You are mistaking legal disclaimers from reality. Just because labeling laws have certain requirements, for example foods made in facilities that also use wheat, that doesn't mean that those products contain wheat. In fact, products made in facilities that produce wheat might test negative while some made in gluten-free facilities might test positive. Many products, even ones with gluten-free certifications, have tested positive for gluten. How does this happen? Just because you have a gluten-free facility doesn't mean that the facilities where you get the ingredients are also gluten-free.
Once again, the beer tests gluten-free using what is considered to be the industry gold standard for such testing--the R5 Competitive ELISA. I have no problem with them making the claim it is gluten-free, and do understand that they must juggle a ton of contradictory state and federal labeling laws and essentially walk a tight rope to be able to manufacture and sell this product to their target market.

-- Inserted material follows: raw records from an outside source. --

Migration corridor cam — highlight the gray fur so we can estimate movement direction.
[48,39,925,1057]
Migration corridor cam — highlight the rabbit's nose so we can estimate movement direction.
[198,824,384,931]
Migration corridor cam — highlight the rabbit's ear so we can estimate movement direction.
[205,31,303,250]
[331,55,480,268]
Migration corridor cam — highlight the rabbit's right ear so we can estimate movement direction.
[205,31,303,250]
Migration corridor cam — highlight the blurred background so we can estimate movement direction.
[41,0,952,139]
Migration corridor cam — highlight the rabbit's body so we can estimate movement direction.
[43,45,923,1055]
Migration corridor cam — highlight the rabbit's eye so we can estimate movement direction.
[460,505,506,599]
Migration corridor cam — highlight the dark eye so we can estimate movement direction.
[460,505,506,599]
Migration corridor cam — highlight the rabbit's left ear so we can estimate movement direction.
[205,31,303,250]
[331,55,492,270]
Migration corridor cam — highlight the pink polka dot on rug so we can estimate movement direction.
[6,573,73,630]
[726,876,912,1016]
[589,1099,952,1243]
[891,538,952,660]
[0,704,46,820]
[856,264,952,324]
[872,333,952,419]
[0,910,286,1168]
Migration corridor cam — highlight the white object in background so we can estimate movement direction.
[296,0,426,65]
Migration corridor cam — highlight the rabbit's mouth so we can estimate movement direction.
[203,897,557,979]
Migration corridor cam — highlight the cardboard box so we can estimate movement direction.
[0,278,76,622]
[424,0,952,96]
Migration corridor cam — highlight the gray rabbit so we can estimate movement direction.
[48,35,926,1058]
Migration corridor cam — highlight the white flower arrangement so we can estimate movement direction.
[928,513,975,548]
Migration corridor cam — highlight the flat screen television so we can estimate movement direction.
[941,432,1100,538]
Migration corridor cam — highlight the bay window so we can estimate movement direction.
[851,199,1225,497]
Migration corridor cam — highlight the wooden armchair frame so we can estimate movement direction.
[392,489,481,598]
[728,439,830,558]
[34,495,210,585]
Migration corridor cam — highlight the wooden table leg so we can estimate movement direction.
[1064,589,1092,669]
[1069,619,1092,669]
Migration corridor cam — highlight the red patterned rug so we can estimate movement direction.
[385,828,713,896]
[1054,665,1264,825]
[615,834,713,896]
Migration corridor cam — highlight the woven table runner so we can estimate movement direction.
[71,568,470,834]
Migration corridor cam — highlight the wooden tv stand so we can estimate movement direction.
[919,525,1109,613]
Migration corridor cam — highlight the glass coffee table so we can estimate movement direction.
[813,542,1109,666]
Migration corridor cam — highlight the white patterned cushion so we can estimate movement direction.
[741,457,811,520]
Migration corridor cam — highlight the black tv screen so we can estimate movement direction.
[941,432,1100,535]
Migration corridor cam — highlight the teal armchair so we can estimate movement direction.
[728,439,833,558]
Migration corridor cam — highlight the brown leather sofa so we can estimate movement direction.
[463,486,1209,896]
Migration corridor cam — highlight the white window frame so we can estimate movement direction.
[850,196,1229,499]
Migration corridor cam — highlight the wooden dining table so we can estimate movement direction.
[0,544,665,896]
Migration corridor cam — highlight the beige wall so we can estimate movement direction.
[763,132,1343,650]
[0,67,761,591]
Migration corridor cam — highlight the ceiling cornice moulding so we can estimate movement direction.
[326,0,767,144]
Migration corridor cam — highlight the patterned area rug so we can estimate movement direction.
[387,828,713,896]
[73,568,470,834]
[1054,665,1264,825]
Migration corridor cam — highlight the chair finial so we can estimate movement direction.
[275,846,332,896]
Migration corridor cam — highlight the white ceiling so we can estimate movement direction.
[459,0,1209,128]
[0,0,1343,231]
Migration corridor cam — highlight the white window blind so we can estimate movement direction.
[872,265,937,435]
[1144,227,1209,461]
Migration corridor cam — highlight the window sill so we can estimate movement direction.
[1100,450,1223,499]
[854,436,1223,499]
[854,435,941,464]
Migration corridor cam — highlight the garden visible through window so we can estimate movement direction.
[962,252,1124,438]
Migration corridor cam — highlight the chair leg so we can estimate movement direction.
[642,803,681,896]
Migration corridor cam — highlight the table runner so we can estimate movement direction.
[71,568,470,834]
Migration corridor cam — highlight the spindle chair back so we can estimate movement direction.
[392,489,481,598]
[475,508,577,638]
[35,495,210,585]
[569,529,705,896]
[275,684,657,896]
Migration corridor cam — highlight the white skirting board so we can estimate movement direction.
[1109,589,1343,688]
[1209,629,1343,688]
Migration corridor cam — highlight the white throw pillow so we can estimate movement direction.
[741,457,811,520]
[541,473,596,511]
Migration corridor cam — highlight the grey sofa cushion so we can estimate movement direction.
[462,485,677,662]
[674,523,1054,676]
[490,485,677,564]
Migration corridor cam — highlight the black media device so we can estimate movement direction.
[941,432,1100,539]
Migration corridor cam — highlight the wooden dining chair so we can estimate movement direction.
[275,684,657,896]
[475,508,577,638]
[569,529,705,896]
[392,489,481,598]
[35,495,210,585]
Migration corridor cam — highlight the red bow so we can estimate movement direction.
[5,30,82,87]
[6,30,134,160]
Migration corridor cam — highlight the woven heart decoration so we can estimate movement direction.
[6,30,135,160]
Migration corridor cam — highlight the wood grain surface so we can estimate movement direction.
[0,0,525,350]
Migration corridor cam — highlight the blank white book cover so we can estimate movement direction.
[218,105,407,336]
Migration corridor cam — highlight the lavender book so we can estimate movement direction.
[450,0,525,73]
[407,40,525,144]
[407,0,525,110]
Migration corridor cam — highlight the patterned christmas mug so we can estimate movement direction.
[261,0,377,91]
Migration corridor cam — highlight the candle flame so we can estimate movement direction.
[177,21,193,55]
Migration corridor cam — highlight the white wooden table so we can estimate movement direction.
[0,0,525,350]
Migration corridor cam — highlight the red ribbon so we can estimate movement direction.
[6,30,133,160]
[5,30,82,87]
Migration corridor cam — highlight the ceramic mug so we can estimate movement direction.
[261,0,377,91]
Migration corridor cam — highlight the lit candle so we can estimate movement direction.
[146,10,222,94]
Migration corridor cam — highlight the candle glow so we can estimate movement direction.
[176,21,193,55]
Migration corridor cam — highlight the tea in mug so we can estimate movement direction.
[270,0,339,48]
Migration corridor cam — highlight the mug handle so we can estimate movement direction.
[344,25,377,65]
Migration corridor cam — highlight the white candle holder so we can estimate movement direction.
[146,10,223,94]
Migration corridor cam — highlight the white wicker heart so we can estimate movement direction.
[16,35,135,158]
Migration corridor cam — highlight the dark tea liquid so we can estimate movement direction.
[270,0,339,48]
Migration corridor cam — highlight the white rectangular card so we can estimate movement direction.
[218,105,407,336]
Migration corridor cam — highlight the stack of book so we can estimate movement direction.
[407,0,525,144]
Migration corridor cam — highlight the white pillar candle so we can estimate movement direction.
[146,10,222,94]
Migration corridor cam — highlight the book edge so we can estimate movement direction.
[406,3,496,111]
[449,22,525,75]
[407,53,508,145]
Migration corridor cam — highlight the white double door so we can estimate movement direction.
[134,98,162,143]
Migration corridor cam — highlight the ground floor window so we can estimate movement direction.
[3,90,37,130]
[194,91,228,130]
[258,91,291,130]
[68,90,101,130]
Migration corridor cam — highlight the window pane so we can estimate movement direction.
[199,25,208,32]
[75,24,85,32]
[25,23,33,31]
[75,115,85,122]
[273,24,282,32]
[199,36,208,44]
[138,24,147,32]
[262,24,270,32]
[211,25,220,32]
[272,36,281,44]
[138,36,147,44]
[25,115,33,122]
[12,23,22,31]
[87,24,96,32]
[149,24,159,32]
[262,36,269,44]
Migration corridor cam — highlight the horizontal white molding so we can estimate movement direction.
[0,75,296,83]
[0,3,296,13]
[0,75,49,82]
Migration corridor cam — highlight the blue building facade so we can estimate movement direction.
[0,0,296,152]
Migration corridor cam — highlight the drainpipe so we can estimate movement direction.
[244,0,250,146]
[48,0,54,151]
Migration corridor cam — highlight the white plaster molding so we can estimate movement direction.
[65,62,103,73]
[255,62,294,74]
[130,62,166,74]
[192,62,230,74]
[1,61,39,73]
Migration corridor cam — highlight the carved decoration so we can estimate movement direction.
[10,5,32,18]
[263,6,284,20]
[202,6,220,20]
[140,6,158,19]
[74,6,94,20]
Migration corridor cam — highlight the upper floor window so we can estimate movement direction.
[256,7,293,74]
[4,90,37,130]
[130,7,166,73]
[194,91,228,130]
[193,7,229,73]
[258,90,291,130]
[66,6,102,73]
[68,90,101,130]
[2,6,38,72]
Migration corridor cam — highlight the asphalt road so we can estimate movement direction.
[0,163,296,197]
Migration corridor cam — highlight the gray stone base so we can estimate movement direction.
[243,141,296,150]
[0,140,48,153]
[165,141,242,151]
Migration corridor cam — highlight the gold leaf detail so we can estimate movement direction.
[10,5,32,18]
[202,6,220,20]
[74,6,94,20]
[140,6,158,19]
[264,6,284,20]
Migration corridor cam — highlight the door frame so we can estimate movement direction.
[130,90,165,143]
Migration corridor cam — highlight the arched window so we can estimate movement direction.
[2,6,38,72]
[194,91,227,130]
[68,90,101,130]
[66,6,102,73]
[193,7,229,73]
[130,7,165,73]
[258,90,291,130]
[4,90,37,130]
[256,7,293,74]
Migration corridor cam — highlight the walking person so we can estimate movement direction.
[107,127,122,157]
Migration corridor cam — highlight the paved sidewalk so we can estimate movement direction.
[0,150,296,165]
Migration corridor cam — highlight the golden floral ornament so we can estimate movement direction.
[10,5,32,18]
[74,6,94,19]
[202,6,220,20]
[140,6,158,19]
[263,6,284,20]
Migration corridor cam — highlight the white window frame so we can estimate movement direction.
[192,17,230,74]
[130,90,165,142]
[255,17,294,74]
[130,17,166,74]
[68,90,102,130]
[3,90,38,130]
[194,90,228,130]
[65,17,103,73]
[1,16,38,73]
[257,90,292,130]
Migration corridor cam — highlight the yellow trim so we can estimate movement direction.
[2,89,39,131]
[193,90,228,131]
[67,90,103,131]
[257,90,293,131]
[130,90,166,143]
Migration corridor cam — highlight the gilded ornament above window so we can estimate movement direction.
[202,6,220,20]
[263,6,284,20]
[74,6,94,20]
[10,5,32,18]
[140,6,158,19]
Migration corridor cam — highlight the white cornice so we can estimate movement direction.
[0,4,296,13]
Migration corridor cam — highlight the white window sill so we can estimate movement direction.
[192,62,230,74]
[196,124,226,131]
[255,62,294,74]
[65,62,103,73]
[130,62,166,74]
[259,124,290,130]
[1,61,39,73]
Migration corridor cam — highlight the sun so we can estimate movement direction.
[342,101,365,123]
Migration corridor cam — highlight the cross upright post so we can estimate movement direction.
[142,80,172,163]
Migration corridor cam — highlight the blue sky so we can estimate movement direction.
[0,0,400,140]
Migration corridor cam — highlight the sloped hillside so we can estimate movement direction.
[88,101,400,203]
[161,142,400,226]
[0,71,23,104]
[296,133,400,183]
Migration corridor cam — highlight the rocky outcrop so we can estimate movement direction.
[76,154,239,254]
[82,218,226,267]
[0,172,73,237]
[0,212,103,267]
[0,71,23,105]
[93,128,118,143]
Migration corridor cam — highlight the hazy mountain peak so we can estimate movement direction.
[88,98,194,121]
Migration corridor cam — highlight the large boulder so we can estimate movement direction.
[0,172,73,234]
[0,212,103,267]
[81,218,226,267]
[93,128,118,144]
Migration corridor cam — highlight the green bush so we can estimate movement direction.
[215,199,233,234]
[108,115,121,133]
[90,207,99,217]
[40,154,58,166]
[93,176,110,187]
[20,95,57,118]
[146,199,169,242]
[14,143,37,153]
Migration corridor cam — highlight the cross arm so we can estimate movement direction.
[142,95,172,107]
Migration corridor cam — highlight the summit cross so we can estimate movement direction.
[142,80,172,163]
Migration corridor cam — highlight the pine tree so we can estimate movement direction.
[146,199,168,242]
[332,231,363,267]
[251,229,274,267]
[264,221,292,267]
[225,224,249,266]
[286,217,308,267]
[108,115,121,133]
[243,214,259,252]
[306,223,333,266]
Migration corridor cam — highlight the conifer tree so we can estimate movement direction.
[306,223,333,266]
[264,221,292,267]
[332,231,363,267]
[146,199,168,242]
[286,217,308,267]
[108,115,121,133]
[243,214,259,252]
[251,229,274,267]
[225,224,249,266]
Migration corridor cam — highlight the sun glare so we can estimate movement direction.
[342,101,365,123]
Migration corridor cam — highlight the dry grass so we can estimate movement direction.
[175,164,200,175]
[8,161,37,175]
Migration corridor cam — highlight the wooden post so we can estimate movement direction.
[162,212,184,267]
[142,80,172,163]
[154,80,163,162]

We are only in round one of the USA labeling laws, and I suspect that round two will include such products as gluten-free.
Also, not to totally discount anecdotal evidence, but there are lots of people who are super sensitive who claim lots of interesting things that can't be backed up by science--for example that distilled spirits made from gluten grains contain gluten--no scientist who understands the distillation process supports this, yet we have similar claims.
One thing I do know is that those who believe this beer is harmful should not drink it, but for the rest of us products like Omission are exactly what we've been hoping for since being diagnosed.